京劇の200年に対して800年という台湾=中国でも最も古い歴史を持つ伝統芸能の一つ「南管オペラ(演劇、踊り、唄、音楽から構成される舞台は高度な技術を要する)」を現代に継承する、
台湾の「江之翠劇場Gang-a Tsui Theater」の皆さんとの舞踏講習会は、私達にとって大変感慨深いものであった。
アジアの文化交流を支援するAsian Culturel Councilの助成を受けて行われた本講習会は、伝統芸能を受け継ぎながらも、同時に
「南管オペラ」の現代性をも追求しようとする主宰者の周逸昌氏によりこの夏、台北で三週間開催された。
日本でも近年、能、狂言、歌舞伎等が持ち前の場を離れ、果敢に他ジャンルのフィールドで活動する姿を目にする。

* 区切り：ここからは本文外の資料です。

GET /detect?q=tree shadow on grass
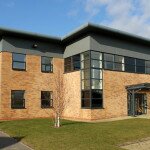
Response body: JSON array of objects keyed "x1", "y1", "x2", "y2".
[
  {"x1": 61, "y1": 121, "x2": 88, "y2": 126},
  {"x1": 0, "y1": 136, "x2": 25, "y2": 149}
]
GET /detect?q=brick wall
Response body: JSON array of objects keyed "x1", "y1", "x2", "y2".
[
  {"x1": 0, "y1": 52, "x2": 63, "y2": 120},
  {"x1": 63, "y1": 70, "x2": 150, "y2": 121}
]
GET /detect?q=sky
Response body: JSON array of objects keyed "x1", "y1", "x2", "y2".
[{"x1": 0, "y1": 0, "x2": 150, "y2": 38}]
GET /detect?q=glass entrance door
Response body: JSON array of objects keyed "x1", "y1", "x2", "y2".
[{"x1": 128, "y1": 93, "x2": 147, "y2": 116}]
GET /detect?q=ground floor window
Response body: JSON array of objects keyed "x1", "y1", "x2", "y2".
[
  {"x1": 41, "y1": 91, "x2": 53, "y2": 108},
  {"x1": 11, "y1": 90, "x2": 25, "y2": 109}
]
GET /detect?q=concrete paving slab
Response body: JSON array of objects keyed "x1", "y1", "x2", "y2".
[
  {"x1": 0, "y1": 131, "x2": 32, "y2": 150},
  {"x1": 120, "y1": 137, "x2": 150, "y2": 150}
]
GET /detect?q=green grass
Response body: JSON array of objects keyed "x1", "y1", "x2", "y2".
[{"x1": 0, "y1": 118, "x2": 150, "y2": 150}]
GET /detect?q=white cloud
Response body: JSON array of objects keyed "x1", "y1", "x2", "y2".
[{"x1": 83, "y1": 0, "x2": 150, "y2": 38}]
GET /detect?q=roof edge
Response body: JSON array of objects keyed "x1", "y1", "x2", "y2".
[{"x1": 0, "y1": 26, "x2": 61, "y2": 42}]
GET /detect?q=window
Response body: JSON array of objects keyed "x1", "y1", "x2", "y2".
[
  {"x1": 72, "y1": 54, "x2": 80, "y2": 70},
  {"x1": 11, "y1": 90, "x2": 25, "y2": 109},
  {"x1": 104, "y1": 54, "x2": 114, "y2": 70},
  {"x1": 114, "y1": 55, "x2": 124, "y2": 71},
  {"x1": 125, "y1": 57, "x2": 135, "y2": 73},
  {"x1": 64, "y1": 57, "x2": 71, "y2": 72},
  {"x1": 81, "y1": 51, "x2": 103, "y2": 109},
  {"x1": 91, "y1": 90, "x2": 103, "y2": 108},
  {"x1": 146, "y1": 61, "x2": 150, "y2": 74},
  {"x1": 64, "y1": 54, "x2": 80, "y2": 72},
  {"x1": 136, "y1": 59, "x2": 145, "y2": 73},
  {"x1": 12, "y1": 53, "x2": 26, "y2": 70},
  {"x1": 41, "y1": 91, "x2": 53, "y2": 108},
  {"x1": 41, "y1": 57, "x2": 53, "y2": 73}
]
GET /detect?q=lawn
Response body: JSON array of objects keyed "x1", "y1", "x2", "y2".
[{"x1": 0, "y1": 118, "x2": 150, "y2": 150}]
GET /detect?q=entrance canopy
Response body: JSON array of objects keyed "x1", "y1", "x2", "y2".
[
  {"x1": 126, "y1": 83, "x2": 150, "y2": 91},
  {"x1": 126, "y1": 83, "x2": 150, "y2": 117}
]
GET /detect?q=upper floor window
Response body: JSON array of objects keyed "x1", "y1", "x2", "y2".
[
  {"x1": 12, "y1": 53, "x2": 26, "y2": 71},
  {"x1": 41, "y1": 57, "x2": 53, "y2": 73},
  {"x1": 146, "y1": 61, "x2": 150, "y2": 74},
  {"x1": 104, "y1": 53, "x2": 114, "y2": 70},
  {"x1": 64, "y1": 54, "x2": 80, "y2": 72},
  {"x1": 136, "y1": 59, "x2": 145, "y2": 73},
  {"x1": 41, "y1": 91, "x2": 53, "y2": 108},
  {"x1": 11, "y1": 90, "x2": 25, "y2": 109},
  {"x1": 125, "y1": 57, "x2": 136, "y2": 73}
]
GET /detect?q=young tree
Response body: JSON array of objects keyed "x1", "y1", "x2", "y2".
[{"x1": 52, "y1": 70, "x2": 71, "y2": 128}]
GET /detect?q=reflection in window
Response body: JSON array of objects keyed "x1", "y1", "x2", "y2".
[
  {"x1": 11, "y1": 90, "x2": 25, "y2": 109},
  {"x1": 41, "y1": 91, "x2": 53, "y2": 108},
  {"x1": 12, "y1": 53, "x2": 26, "y2": 70},
  {"x1": 41, "y1": 57, "x2": 53, "y2": 73},
  {"x1": 64, "y1": 54, "x2": 80, "y2": 72}
]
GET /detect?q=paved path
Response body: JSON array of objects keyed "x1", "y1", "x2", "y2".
[
  {"x1": 0, "y1": 131, "x2": 32, "y2": 150},
  {"x1": 121, "y1": 138, "x2": 150, "y2": 150}
]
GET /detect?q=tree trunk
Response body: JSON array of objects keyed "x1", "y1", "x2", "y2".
[
  {"x1": 57, "y1": 115, "x2": 60, "y2": 127},
  {"x1": 54, "y1": 113, "x2": 60, "y2": 128}
]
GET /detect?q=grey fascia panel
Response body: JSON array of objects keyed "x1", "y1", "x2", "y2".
[
  {"x1": 63, "y1": 36, "x2": 91, "y2": 58},
  {"x1": 2, "y1": 37, "x2": 63, "y2": 58},
  {"x1": 90, "y1": 34, "x2": 150, "y2": 60}
]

中国では文化大革命、台湾では一党独裁政権により自国の伝統芸能が国家から規制されるという歴史を持つが、周氏の主宰する「江之翠劇場」
は古典芸能の復興に留まらず、時代性を視野に入れた野心的な企画にも取り組んでいる。その活動は多くの識者によって支援され、
近年は海外公演も多い。
元々、「江之翠劇場」の団員の皆さんは、舞台人としての経験、実績は存分に備えている。その上で、大変謙虚な姿勢で稽古に望まれるので、舞踏を吸収し具現する速度には目を見張るものがあっ
た。
彼らの舞踏の質感は彼らの素直な心を表象するように大らかであり、体に染み込んだ風土、現代にも息づく思想(四書五経、仏教)
を漂わせるのか味わいのある深みも感じられる。
舞踏は彼らの体を通して、日本人の情緒感とはまた違う、新たな美を開花させる予感がした。それも、彼らのアートへのひたむきな情熱の成せる技(わざ)なのかもしれない。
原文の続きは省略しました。